Du denkst, Du bist die Einzige, bei der sich zunehmend unschöne Dellen an Oberschenkeln, Bauch und Po bilden? Das täuscht, etwa 80 % aller Frauen – und nicht nur solche, die gerade abnehmen – sind von Cellulitis, umgangssprachlich Orangenhaut, betroffen. Vielleicht hast Du auch schon versucht, den unansehnlichen Hautveränderungen zu Leibe zu rücken? Hier kannst Du lesen, womit Du die Cellulite bekämpfen, oder doch zumindest eindämmen kannst.
Wie Cellulite entsteht
Nicht nur dann, wenn Du gerade am Abnehmen bist, kann Dich das Schicksal ereilen. Cellulite ist eine Bindegewebsschwäche, die bei Frauen anatomisch und deren Intensität genetisch bedingt ist. Durch das geschwächte Gewebe drücken sich die Fettzellen und bilden die so typischen Dellen und Grübchen. Männer betrifft dieses kosmetische Problem nicht, denn deren Bindegewebe ist weitaus stabiler, die Fettzellen haben keine Chance, sich durchzuschieben. Orangenhaut kann selbst Frauen treffen, die sehr schlank sind und es schon immer waren. Häufiger und vor allem extremer trifft es Frauen, die Übergewicht haben – Abnehmen bringt hier eine Lösung, allerdings nur dann, wenn zusätzlich zum Gewichtsverlust weitere Maßnahmen ergriffen werden, um die Cellulite zu bekämpfen.
Bewegung, kalte Duschen, gesunde Ernährung – Hauptmittel gegen Cellulite
Die Werbung propagiert Cremes und Peelings gegen die lästige Orangenhaut, der neueste Trend ist Body-Wrapping, bei dem die betroffenen Körperstellen eingecremt und anschließend in Folie gewickelt werden.

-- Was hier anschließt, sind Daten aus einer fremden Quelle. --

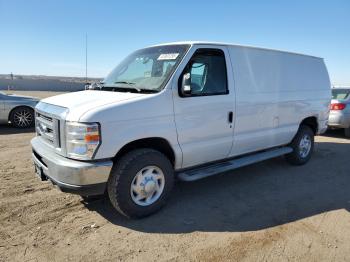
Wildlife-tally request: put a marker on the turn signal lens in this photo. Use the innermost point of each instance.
(82, 140)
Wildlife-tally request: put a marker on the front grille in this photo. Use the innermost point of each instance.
(48, 128)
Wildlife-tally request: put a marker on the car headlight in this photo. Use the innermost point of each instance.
(82, 140)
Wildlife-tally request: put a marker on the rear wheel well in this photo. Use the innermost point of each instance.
(156, 143)
(311, 122)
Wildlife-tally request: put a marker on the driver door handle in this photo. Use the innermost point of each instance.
(230, 117)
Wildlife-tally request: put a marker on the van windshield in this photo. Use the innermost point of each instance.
(146, 70)
(340, 93)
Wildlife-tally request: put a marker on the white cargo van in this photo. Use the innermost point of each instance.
(182, 110)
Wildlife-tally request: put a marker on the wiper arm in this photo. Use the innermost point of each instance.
(129, 83)
(125, 82)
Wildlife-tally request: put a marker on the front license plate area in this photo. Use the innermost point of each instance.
(39, 172)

Dies soll den Körperumfang verringern, das Gewebe festigen und dadurch die Cellulite vermindern. Wirklich wirksam sind aber ganz andere, und deutlich aufwendigere Maßnahmen:
- Fettabbau: Versuche abzunehmen, aber immer schön langsam, denn nur dann kann sich das Gewebe wieder im Takt mit Deinem Gewichtsverlust zusammenziehen. Mehr als zwei Kilogramm Gewichtsverlust im Monat können wir nicht empfehlen.
- Hör auf zu rauchen: Cellulite wird durch Nikotin begünstigt, da es die Blutgefäße verengt. Dadurch wiederum wird die Struktur des Bindegewebes zerstört und die Orangenhaut begünstigt.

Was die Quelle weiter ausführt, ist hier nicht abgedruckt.